Another nod from Eleven.
"It must have been… hard. For you," she clarifies.
"Yes, terribly so."
"We had… schedules for everything," Eleven mutters. "Getting up, eating, training… Even playing."
"And playing, actually, was also training," Henry finishes. "It also forced you to be productive."
"Productive…?" She looks at him.
"Something useful," he explains, returning her gaze. "Something productive is something useful. In this case, playing was productive because it forced you to develop your skills, even if it wasn't training in a strict sense. Do you remember how, day after day, you would try to fit the red chip in one of the numbered boxes?" She nods. "Were you having fun then?"
Eleven frowns: "… No."
"How did it make you feel?"
"… Upset."
"Upset," Henry repeats. "Why?"
"Because… everyone could do it but… not me…"
"And why was that so important?"
"Because… Because I was disappointing Papa."

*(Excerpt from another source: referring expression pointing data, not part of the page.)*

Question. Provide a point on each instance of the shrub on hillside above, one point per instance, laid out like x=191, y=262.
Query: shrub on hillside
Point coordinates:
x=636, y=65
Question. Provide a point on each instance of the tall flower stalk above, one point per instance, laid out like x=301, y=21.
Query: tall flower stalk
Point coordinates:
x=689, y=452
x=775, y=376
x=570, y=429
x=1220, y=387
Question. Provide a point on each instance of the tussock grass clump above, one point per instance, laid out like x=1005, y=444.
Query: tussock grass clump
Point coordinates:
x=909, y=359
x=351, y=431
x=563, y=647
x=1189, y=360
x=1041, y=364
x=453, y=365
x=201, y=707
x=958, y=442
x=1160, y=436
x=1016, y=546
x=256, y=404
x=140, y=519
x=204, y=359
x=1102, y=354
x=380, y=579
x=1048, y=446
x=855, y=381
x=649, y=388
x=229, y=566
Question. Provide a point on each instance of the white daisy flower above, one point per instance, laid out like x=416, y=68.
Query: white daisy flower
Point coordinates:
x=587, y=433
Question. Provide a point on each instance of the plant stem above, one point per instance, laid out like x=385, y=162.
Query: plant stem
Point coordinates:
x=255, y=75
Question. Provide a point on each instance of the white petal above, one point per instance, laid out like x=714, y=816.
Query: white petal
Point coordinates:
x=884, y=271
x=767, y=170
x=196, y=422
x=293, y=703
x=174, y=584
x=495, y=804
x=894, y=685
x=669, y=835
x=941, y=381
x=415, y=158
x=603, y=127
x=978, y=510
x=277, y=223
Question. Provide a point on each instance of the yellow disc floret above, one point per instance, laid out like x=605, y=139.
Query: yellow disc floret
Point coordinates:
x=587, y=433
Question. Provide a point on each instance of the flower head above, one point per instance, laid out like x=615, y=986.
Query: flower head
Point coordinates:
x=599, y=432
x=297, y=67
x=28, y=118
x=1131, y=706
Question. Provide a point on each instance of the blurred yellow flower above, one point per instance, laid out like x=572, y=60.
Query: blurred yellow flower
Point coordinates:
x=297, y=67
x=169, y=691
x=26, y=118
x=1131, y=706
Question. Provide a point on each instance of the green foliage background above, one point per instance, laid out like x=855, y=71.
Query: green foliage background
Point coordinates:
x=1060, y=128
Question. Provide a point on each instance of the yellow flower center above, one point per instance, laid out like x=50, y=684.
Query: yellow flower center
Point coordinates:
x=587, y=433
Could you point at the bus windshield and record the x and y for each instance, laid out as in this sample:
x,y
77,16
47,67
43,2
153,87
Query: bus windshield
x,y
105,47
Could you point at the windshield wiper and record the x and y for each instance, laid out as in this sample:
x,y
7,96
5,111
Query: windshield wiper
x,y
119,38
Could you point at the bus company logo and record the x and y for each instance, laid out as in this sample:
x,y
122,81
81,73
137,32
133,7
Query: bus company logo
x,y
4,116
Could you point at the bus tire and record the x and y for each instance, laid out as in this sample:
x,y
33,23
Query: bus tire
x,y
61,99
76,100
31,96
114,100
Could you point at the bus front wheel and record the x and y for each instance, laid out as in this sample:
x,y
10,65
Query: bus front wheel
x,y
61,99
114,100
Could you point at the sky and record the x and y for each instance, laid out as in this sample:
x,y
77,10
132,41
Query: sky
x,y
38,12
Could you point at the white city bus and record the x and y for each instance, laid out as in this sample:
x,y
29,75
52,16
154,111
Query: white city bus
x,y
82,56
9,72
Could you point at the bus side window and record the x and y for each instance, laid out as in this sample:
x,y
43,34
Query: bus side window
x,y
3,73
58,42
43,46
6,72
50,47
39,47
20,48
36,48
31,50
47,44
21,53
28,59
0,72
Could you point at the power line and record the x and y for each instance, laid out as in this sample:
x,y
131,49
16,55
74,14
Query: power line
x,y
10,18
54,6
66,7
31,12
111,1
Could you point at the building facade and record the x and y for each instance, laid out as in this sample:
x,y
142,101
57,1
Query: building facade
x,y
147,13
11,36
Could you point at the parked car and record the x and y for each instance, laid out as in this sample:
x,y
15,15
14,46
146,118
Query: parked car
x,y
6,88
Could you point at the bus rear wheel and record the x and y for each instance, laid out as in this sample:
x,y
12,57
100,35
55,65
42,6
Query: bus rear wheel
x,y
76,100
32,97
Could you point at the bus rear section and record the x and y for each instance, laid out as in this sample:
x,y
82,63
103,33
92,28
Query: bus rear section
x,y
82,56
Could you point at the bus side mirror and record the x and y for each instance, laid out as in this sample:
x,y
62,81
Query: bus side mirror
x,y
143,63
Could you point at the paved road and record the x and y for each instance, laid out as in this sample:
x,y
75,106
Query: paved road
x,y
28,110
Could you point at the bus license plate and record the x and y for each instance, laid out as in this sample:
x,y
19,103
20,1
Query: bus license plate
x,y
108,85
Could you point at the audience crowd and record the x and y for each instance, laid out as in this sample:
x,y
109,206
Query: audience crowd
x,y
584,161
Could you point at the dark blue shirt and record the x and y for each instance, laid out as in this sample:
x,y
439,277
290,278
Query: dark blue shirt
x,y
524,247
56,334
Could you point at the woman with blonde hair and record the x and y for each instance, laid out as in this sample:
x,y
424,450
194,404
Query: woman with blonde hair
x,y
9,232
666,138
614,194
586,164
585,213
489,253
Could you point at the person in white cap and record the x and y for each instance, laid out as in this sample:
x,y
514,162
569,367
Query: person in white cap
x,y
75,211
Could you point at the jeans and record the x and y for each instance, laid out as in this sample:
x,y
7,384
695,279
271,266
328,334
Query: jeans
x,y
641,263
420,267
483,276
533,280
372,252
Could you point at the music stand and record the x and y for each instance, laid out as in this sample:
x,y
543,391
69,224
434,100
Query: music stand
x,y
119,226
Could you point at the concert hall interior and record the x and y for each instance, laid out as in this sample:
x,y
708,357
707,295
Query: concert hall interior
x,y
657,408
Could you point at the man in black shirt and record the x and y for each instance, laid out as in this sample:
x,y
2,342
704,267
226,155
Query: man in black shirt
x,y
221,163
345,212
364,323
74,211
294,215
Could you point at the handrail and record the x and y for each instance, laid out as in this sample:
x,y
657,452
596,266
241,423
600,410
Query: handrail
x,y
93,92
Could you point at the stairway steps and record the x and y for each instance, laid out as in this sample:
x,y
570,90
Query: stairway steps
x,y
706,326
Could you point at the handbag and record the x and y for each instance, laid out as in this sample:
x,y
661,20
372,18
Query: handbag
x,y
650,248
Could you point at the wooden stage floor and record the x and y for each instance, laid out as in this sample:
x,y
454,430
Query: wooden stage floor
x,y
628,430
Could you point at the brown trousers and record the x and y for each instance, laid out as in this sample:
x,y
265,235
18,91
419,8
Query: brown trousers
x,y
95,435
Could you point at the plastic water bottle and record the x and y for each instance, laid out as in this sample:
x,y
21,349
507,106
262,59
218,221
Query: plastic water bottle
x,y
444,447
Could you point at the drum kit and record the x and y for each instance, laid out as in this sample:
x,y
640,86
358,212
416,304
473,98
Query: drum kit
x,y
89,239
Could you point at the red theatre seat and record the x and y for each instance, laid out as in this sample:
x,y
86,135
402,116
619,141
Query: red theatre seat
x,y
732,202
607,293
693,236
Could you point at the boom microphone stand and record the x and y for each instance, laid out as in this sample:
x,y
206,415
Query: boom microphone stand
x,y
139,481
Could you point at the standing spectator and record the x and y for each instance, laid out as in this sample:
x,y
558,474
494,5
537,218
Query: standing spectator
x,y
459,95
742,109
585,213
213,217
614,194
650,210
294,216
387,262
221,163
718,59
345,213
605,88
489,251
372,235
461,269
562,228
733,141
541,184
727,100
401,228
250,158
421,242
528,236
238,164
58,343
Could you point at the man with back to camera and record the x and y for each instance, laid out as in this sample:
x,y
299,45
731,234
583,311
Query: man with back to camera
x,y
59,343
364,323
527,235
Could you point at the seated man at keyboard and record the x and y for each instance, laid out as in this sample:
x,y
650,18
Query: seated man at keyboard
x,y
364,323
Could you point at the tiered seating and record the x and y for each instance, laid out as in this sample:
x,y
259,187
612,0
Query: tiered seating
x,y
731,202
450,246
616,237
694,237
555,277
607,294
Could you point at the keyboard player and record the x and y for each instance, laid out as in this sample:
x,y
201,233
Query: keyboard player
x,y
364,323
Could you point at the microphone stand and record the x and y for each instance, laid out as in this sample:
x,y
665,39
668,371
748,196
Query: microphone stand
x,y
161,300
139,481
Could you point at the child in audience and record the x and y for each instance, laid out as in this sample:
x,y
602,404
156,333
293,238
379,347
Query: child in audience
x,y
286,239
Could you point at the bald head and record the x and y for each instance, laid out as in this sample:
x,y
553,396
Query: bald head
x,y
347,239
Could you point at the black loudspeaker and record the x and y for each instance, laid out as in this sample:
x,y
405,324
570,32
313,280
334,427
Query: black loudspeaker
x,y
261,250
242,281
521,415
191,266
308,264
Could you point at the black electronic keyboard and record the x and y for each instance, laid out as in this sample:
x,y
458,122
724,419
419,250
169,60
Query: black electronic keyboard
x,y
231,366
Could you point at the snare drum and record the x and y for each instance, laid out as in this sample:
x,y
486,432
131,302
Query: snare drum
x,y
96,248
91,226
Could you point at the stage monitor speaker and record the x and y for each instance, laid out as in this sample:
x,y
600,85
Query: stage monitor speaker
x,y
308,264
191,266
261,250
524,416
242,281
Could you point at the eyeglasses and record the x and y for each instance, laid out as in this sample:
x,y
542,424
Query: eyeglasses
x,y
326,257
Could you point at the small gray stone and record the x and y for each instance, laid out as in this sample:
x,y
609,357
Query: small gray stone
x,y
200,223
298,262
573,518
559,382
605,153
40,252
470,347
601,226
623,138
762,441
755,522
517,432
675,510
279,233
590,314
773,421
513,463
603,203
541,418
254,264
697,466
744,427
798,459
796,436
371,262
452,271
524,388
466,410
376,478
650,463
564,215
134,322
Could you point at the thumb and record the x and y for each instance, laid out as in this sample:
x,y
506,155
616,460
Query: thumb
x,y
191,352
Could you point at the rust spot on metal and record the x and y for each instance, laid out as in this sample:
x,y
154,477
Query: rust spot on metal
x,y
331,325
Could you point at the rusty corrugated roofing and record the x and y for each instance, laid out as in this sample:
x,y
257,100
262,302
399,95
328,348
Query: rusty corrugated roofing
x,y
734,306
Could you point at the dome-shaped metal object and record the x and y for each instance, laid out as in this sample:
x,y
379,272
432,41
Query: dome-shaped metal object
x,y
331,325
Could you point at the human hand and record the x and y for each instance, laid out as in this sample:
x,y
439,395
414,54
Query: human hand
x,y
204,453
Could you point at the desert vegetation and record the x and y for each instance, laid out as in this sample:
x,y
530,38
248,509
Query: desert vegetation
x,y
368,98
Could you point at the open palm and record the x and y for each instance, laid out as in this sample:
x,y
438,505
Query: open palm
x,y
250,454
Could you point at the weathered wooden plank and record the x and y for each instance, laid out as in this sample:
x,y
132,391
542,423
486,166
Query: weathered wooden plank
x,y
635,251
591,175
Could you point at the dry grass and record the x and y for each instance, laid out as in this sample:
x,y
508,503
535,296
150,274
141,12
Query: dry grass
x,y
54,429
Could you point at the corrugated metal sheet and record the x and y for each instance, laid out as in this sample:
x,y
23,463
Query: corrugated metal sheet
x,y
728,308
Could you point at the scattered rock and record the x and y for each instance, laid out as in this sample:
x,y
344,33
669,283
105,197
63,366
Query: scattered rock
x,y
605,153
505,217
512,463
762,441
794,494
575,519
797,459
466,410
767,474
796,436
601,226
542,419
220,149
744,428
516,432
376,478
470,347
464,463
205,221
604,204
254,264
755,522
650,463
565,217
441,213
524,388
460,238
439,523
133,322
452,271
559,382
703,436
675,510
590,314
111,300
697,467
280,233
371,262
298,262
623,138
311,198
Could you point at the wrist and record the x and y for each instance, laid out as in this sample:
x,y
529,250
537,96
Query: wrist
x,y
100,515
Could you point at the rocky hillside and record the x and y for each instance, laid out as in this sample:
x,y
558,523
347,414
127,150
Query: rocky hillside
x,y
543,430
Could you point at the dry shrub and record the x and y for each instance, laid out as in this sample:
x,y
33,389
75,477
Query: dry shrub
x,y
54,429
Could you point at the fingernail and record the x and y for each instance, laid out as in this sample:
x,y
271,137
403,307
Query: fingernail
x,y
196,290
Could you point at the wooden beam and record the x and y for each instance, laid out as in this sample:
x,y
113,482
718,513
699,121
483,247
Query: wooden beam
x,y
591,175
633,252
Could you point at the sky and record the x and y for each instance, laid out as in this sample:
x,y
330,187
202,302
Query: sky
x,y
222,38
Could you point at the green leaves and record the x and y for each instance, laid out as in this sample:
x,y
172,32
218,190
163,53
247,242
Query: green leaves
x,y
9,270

Henry raises his eyebrows.
"Were you? Like when you failed during training?"
Eleven keeps quiet and looks at the clock once again.
"The fact Papa wasn't supervising your playing—which, actually, I assure you he did, just while hiding—doesn't mean it wasn't training. What's more: it wasn't playing, at all."
The girl clenches her fists. Henry notices, of course.
"Hey," he calls softly as he places his left hand on her right, her gleaming brown eyes staring up at him. "We have left that life behind.
"Now it's just you and me. You and me, with no one getting in our way. How does that sound?"
Eleven thinks about it—because she's incapable of lying, something Henry admires, quite frankly—and finally replies: "Sounds good."
#
Half an hour later, Henry finds the fortune—which is by no means small, contrary to what he has been led to believe—just where his father has told him it would be. Although he has never been materialistic, knowing for a fact both Eleven's and his own comfort is guaranteed puts a smile on his face.
Yes—it's so, so much more money than he expected. Enough to cover both their needs for an indefinite period of time.
At least until she can fend for herself, he thinks.
Not that he's planning to ever leave her alone. No, not at all.
It's just that he doesn't expect her to depend on him forever.